ARM cross compiler generating invalid branch argets in standard C functions - gcc

I'm working on a custom embedded project (using PlatformIO to setup the build environment), and I have found that calls to standard C functions like memset, memcpy are generating bogus code. The disassembly shows that instructions in both those functions (and others I've tried from stdlib) branch unconditionally to locations that contain no code, which of course causes the MCU (a Cortex M4, the Atmel D51) to hard-fault as it tries executing nonsense code. There are no compiler errors, only runtime errors in the form of hard-faults due to invalid instructions.
I believe it's something wrong with my compilation environment, as PlatformIO has some libraries used for an Adafruit board of the same processor, and that correctly links the functions above. Note that I am cross-compiling from Mac. Just below are the disassemblies for the memset function from the Adafruit and Custom projects:
Adafruit:
0x000012de: 02 44 add r2, r0
0x000012e0: 03 46 mov r3, r0
0x000012e2: 93 42 cmp r3, r2
0x000012e4: 00 d1 bne.n 0x12e8 <memset+10>
0x000012e6: 70 47 bx lr
0x000012e8: 03 f8 01 1b strb.w r1, [r3], #1
0x000012ec: f9 e7 b.n 0x12e2 <memset+4>
Custom:
0x000005b4: 00 30 adds r0, #0
0x000005b6: a0 e1 b.n 0x8fa <--- branch to address with no code and hard-fault
0x000005b8: 02 20 movs r0, #2
0x000005ba: 80 e0 b.n 0x6be
0x000005bc: 02 00 movs r2, r0
0x000005be: 53 e1 b.n 0x868
0x000005c0: 1e ff 2f 01 vrhadd.u16 d0, d14, d31
0x000005c4: 01 10 asrs r1, r0, #32
0x000005c6: c3 e4 b.n 0xffffff50
0x000005c8: fb ff ff ea ; <UNDEFINED> instruction: 0xfffbeaff
Even without the nonsensical branch targets, the custom version has a totally different form from the one above, suggesting to me that something horribly wrong is happening with linking. I assume the issue is at the linking stage, and not during compilation of individual object files. Linking between files that exist solely within my project causes no issue; local branching is correct. This weirdness seems confined to linking prebuilt libraries.
I should mention that the adafruit stuff also includes Arduino code, so part of that compilation process includes C++ whereas mine is purely C. I have based most of the compiler flags and build environment on the Adafruit project as it was the best reference for my own project, but I am not using arduino in any form.

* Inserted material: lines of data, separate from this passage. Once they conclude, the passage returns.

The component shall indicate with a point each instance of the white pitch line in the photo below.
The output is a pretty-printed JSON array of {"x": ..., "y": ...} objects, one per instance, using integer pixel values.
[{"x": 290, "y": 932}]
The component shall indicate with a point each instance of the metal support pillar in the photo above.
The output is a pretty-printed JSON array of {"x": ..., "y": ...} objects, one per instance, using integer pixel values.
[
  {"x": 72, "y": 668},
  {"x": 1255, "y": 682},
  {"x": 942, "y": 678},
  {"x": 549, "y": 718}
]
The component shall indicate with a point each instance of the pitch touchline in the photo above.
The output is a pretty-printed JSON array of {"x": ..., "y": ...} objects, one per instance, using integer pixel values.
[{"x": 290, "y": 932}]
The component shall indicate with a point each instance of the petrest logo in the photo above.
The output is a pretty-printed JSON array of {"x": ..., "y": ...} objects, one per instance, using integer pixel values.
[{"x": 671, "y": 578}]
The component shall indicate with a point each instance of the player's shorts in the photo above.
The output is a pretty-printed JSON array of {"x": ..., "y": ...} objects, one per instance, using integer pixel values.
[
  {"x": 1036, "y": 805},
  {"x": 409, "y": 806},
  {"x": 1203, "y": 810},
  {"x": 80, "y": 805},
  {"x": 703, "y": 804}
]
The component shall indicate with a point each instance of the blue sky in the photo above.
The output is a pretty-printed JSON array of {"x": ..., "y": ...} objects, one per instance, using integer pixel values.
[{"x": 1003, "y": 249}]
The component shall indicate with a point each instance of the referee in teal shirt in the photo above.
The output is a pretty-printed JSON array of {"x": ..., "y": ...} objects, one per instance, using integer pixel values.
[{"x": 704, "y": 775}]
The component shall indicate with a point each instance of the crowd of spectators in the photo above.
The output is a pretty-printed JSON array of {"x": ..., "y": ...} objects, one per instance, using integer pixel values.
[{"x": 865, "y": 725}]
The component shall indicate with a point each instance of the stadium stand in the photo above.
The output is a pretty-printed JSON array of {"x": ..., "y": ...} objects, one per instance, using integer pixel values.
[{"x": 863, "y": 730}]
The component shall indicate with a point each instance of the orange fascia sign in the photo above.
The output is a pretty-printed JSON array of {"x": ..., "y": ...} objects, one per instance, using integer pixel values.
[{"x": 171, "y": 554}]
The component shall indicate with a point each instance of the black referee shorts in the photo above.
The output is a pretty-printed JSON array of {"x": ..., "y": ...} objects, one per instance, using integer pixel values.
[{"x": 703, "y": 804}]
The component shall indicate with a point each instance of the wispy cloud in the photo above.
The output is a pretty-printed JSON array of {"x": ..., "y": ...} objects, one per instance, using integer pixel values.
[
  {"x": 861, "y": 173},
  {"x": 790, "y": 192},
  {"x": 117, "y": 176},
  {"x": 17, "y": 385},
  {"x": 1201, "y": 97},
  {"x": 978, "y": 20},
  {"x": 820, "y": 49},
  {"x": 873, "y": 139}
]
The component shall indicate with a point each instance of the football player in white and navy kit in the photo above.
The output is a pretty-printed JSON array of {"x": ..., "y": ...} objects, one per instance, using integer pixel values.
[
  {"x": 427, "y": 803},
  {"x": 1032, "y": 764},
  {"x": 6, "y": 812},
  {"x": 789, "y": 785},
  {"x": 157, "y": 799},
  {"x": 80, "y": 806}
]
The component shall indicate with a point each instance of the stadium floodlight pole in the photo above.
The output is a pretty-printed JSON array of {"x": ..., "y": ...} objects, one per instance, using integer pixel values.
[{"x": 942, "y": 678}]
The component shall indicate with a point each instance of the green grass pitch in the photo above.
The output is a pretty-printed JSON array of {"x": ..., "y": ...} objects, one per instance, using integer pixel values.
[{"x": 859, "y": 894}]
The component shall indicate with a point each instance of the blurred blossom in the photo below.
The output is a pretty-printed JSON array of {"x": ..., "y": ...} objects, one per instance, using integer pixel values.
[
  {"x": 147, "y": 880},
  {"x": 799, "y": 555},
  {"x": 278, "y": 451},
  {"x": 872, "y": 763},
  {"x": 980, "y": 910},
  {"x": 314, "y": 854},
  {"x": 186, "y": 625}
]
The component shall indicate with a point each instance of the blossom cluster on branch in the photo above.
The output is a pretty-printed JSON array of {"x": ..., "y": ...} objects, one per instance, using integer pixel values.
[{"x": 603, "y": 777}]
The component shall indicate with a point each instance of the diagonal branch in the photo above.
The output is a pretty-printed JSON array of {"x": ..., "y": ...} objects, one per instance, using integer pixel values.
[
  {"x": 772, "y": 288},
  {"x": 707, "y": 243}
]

Here's how the linker is called for each of the two projects
Adafruit (g++ can be interchanged with gcc w/ no error):
arm-none-eabi-g++ -o .pio/build/adafruit_grandcentral_m4/firmware.elf -T flash_without_bootloader.ld -mfloat-abi=hard -mfpu=fpv4-sp-d16 -Os -mcpu=cortex-m4 -mthumb -Wl,--gc-sections -Wl,--check-sections -Wl,--unresolved-symbols=report-all -Wl,--warn-common -Wl,--warn-section-align --specs=nosys.specs --specs=nano.specs .pio/build/adafruit_grandcentral_m4/src/main.cpp.o -L.pio/build/adafruit_grandcentral_m4 -L/Users/work-reese/.platformio/packages/framework-arduino-samd-adafruit/variants/grand_central_m4/linker_scripts/gcc -L/Users/work-reese/.platformio/packages/framework-cmsis/CMSIS/Lib/GCC -Wl,--start-group .pio/build/adafruit_grandcentral_m4/libFrameworkArduinoVariant.a .pio/build/adafruit_grandcentral_m4/libFrameworkArduino.a -larm_cortexM4lf_math -lm -Wl,--end-group
Custom:
arm-none-eabi-ar rc .pio/build/commonsense/libFrameworkCommonSense.a .pio/build/commonsense/FrameworkCommonSense/commonsense.o .pio/build/commonsense/FrameworkCommonSense/cortex_handlers.o .pio/build/commonsense/FrameworkCommonSense/led.o .pio/build/commonsense/FrameworkCommonSense/pinConfig.o .pio/build/commonsense/FrameworkCommonSense/startup.o
arm-none-eabi-ranlib .pio/build/commonsense/libFrameworkCommonSense.a
arm-none-eabi-gcc -o .pio/build/commonsense/firmware.elf -T commonsense_linker.ld -mfpu=fpv4-sp-d16 -mthumb -Wl,--gc-sections -Wl,--check-sections -Wl,--unresolved-symbols=report-all -Wl,--warn-common -Wl,--warn-section-align --specs=nosys.specs --specs=nano.specs -mcpu=cortex-m4 .pio/build/commonsense/src/main.o -L.pio/build/commonsense -L/Users/work-reese/.platformio/packages/toolchain-gccarmnoneeabi/arm-none-eabi/lib -L/Users/work-reese/.platformio/packages/framework-cmsis/CMSIS/Lib/GCC -L/Users/work-reese/.platformio/packages/framework-commonsense/linker -Wl,--start-group .pio/build/commonsense/libFrameworkCommonSense.a -larm_cortexM4lf_math -lc_nano -lm -Wl,--end-group
This is using the arm cross compiler, version 7.2.1, and the toolchain contains distributions for libc, libc_nano, libm, etc. All the necessary libraries appear to be present.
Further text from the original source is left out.